My friend Patrick Jähnichen asked me to read this AISTATS 2014 paper by Ranganath, Gerrish and Blei. For somebody using mainly variational inference, I guess the prospect of not having to derive an individual algorithm for each new model is very appealing (while for poor sampling Ingmar, it would be very appealing to scale like VI does).
However, I found the paper hard to read and unclear in its conclusions. For the Rao-Blackwellization procedure it is unclear what is conditioned upon in the main paper. I guess it’s the variational parameters of all other components. Similarly, I’m not sure where the first equality in equation (13) stems from, which is crucial for the Control Variate ansatz. These things may just be me.

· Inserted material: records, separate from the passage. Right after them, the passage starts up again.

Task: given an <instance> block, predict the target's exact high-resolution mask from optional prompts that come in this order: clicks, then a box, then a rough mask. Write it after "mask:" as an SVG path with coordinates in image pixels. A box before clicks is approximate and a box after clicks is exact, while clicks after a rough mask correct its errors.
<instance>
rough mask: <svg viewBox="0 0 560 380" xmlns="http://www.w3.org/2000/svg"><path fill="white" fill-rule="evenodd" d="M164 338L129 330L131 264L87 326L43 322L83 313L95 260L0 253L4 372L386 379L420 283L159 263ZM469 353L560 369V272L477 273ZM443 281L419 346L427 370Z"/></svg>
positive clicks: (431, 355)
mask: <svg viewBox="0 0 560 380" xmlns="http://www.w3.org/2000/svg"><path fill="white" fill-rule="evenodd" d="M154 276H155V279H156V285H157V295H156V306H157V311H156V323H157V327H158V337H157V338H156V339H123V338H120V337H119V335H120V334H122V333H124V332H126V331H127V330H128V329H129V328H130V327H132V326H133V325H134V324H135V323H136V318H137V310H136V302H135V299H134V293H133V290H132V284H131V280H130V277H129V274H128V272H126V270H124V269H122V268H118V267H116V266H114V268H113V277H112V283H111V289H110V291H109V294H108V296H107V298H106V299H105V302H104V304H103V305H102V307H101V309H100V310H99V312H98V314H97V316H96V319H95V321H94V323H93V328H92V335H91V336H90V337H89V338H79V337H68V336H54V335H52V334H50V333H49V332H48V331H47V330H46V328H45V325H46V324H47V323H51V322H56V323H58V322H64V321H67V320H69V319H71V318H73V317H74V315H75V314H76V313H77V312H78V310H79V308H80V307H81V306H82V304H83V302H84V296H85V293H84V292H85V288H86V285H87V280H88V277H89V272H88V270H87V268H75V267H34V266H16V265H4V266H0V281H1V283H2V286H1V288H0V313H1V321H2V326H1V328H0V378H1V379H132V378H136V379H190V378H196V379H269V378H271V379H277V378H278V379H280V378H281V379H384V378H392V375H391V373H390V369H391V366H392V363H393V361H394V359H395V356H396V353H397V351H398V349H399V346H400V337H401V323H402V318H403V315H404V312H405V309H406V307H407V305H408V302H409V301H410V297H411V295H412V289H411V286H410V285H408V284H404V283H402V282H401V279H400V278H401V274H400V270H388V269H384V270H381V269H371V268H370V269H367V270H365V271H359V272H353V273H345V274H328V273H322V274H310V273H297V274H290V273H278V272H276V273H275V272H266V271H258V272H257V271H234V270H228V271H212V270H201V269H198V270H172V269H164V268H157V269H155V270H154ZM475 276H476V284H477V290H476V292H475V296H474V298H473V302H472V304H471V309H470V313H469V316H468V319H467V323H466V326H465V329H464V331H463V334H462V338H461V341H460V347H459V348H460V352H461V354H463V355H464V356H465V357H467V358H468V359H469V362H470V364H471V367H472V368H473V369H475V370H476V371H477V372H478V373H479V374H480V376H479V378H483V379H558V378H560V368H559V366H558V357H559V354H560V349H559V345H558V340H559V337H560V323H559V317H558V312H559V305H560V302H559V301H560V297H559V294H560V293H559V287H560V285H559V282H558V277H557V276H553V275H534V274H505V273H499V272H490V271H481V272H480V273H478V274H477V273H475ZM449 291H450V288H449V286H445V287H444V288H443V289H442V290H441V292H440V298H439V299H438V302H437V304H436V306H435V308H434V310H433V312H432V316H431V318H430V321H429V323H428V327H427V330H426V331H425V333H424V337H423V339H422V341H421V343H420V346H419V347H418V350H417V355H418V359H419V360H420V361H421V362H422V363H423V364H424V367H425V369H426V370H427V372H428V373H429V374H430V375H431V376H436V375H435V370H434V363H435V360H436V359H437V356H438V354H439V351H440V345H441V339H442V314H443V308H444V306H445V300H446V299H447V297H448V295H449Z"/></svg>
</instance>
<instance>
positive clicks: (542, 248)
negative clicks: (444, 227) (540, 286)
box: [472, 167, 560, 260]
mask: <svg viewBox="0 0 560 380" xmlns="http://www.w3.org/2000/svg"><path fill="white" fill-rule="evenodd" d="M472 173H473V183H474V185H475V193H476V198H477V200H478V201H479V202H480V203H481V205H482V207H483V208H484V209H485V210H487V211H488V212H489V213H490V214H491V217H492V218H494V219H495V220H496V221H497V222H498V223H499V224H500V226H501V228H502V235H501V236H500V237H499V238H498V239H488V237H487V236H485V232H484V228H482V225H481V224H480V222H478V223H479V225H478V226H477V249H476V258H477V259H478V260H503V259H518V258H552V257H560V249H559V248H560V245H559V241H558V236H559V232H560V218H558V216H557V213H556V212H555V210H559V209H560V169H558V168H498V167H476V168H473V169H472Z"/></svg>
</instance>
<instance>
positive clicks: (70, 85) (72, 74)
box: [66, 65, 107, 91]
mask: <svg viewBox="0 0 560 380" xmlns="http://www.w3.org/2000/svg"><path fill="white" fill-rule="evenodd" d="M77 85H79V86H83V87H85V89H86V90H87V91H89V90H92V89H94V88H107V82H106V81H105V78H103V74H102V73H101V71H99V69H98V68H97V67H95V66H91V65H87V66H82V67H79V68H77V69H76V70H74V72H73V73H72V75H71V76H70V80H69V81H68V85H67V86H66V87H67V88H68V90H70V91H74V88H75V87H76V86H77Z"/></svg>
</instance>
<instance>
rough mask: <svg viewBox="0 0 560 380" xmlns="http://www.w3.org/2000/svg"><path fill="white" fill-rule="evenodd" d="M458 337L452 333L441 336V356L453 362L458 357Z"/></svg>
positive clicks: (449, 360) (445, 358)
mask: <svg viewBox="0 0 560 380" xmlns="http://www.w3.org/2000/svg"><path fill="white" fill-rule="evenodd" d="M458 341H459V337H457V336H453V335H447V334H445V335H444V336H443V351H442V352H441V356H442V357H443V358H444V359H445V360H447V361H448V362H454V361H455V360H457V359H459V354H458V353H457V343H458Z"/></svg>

More problematic I think is their evaluation, especially comparing to MH-within-Gibbs. This is a particularly bad sampling scheme, and I don’t even suggest to use HMC instead. One could easily use a simple Adaptive Metropolis algorithm and still be black box. Also, Rao-Blackwellization can be applied in this pure adaptive MCMC setting as well. Another conservative and black-box possibility would be adaptive SMC by Fearnhead. My intuition is that both variants might actually be better than the suggested Black Box VI or at least the difference in the one performance plot of the paper will barely be noticeable.
However, I think this direction of research is a useful one and I hope they can improve upon the current state.